Who is Mona and what is her involvement with state-subsidized health care in Indonesia?

www.indohospital.com

Left to right: Sema, Ana, Mona, Fahri

A small mattress stained in a rainbow of colors lay in an empty hospital bed at Fatmawati, a large, full-accredited treatment and training hospital in South Jakarta.

Two hysterical children — including my nephew 18 month old Ahmad Fahri — arrive from the operating room carried by their mothers.

Yesterday after arriving at the hospital, 18-month old Ahmad Fahri played happily on the floor with other young patients.

But you could see his surprise when met Maulana , a child about his own age with hydrocephalus, a condition relating to the flow of cerebrospinal fluid. Malulana’s head appears to be at least four times the size of Fahri’s.

Fahri was born with Hirschprung’s disease. Two of Fahri’s first words were “hurts” and “scared” will come in handy here at the state hospital.   However, he seems to understand that the doctors want to help him and usually tells them terima kasih or thank you.

Mona laid Fahri in the bed and tried to calm him. Then she arranged his IV drip and ran off to the pharmacy with a prescription, first giving a few instructions to Fahri’s father and her 15-year old daughter, Halima.

Now Fahri must begin his recovery from the first of a series of operations – a colostomy — which it is believed will eventually give him full, normal use of his colon.

It isn’t immediately clear who is charge of Fahri’s post-operative care. Perhaps it is his mother, Mona, who like many Indonesians uses only one name.

Up and down four flights of stairs, she is back again. She worries about where the drugs will come from. Will someone bring them? Would her husband be able to pick them up without being able to read? No medical staff are in sight.

Mona, age 30,  is the oldest of four children in a family that immigrated to Jakarta from the island of Madura, between Java and Bali.  She didn’t finish school but — unlike her mother — she can read  and speaks Indonesian without an accent.

Mona’s generation is the first within her family that takes city life for granted. But she also speaks fluent Maduran and enjoys visits to verdant, peaceful countryside of Madura.  With competencies and comfort levels beyond those of either her younger siblings or parents, she has grown up with a lot of weight on her shoulders.

Only one of the six beds in this room without air conditioning  in the children’s ward is empty. That means five Indonesian families who qualify for government health insurance share a single room.

The room is full of family members trying to ascertain and attend to the needs of the recently admitted children. Young siblings and cousins of the patients manage to release stress by relaxing beneath the hospital beds or exercising in the hallways. After lunch, several young men and women come in to smile at Fahri and the other young patients. They wear smart hospital clothing but apparently lack medical training.
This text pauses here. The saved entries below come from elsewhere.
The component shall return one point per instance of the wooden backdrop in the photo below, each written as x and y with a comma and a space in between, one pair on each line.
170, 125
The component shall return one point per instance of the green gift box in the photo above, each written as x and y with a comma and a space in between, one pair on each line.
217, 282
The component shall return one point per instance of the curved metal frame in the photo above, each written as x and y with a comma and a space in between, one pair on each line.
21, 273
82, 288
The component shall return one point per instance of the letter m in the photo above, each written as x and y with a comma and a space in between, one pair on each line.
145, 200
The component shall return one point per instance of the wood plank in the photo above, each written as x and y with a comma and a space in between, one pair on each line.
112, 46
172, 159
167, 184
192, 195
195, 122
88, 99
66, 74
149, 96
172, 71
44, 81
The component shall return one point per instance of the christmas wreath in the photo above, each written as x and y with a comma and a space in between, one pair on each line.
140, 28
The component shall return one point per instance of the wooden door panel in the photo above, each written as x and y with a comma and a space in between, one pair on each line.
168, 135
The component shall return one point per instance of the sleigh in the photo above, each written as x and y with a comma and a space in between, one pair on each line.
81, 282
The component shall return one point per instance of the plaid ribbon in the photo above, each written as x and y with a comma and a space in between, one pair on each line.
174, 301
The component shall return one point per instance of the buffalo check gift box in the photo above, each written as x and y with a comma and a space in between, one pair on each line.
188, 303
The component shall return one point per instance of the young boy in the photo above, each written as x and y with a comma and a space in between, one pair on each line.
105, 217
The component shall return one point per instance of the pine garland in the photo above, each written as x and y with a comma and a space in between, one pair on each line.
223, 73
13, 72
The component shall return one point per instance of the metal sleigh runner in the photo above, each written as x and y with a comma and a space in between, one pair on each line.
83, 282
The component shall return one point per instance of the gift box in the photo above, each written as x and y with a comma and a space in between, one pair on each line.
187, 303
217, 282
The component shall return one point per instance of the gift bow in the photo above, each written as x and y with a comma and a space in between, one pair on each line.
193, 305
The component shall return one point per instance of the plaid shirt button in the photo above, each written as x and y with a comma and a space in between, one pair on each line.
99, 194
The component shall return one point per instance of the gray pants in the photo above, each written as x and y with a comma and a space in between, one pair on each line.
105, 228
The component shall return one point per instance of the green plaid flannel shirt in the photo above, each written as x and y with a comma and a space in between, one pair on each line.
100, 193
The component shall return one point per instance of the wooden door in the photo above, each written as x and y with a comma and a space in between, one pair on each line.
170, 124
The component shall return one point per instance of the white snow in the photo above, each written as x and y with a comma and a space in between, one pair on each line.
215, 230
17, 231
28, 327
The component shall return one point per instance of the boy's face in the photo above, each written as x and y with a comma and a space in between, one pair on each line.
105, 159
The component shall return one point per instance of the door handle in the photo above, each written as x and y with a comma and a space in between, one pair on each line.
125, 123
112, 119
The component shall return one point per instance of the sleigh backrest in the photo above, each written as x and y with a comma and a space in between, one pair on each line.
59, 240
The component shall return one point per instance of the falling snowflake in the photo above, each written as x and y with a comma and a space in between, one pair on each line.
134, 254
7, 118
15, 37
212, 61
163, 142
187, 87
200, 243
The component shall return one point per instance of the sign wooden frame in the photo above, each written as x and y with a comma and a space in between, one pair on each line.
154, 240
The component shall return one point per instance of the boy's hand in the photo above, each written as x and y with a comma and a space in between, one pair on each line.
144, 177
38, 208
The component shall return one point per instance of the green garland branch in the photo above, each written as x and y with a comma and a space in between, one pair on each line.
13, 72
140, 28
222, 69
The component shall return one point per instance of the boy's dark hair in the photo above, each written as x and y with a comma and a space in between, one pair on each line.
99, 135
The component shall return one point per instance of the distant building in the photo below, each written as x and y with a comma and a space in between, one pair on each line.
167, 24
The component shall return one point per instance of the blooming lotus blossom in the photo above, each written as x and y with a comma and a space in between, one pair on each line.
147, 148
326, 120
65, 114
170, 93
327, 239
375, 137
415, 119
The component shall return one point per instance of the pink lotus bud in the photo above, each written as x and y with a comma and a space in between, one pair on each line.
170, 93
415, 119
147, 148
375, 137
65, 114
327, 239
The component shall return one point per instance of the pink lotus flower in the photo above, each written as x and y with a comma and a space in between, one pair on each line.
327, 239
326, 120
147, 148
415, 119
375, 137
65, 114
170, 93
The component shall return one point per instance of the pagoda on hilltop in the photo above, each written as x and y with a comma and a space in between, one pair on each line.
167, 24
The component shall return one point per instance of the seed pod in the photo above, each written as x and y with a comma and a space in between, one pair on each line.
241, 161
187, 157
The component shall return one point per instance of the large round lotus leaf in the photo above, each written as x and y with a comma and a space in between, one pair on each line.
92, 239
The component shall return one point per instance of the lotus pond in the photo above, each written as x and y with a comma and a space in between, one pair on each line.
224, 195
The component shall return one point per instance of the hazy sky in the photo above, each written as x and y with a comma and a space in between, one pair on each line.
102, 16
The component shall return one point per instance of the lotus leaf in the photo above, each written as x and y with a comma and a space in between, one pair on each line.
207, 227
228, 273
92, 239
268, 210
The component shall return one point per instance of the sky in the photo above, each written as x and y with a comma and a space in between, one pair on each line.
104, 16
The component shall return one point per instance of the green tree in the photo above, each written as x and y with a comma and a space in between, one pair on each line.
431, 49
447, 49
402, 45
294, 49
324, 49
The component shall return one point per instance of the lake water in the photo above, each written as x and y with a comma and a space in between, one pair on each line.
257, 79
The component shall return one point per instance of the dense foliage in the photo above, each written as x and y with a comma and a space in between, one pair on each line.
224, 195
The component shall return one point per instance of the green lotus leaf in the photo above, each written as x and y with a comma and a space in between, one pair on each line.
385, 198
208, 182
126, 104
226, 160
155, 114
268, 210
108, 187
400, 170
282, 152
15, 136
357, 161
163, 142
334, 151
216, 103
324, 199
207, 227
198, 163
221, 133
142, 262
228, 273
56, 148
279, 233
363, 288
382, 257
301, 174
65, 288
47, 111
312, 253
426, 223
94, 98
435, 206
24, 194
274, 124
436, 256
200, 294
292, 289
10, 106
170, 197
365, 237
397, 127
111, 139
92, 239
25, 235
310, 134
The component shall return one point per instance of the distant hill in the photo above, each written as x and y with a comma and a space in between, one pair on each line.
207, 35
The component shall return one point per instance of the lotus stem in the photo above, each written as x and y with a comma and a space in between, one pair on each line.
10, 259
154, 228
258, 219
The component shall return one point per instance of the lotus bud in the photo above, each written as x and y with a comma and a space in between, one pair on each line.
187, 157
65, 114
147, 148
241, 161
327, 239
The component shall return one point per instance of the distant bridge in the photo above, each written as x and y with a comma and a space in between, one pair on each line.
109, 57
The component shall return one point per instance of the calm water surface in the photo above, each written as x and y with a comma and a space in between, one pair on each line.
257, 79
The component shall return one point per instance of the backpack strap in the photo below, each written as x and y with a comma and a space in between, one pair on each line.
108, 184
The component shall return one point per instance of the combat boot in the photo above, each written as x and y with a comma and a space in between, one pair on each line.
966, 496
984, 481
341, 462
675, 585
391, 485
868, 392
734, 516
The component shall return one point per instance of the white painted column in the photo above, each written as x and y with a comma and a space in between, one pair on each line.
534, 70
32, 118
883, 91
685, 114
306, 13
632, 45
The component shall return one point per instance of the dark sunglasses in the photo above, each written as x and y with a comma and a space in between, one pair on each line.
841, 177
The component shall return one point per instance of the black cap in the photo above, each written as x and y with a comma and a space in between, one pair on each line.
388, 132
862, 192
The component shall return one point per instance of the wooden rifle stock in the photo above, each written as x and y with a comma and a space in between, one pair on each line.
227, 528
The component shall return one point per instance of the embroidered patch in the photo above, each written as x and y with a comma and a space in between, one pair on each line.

Finally a nurse takes Fahri to a small room across the hall. He repositions the plastic pouch attached to his belly which will supplant all his bowel functions for the next few months .

Why are they hurting me again, the little patient may well have asked. He was restrained by his mother, father and an aunt, while other family members watched the sad but successful intervention through a window. Then Fahri’s sister, who had permission to miss a day of junior high, left for a laboratory in a far corner of the medical campus with a tissue sample.

The pouch replaced and antibiotics administered, Mona fanned her exhausted baby with a folded sheet of newsprint. She smiled broadly. While this was just the beginning of a series of operations, it marked the end of a long process of inquires, applications and tests.

“Finally we’re beginning,” she said.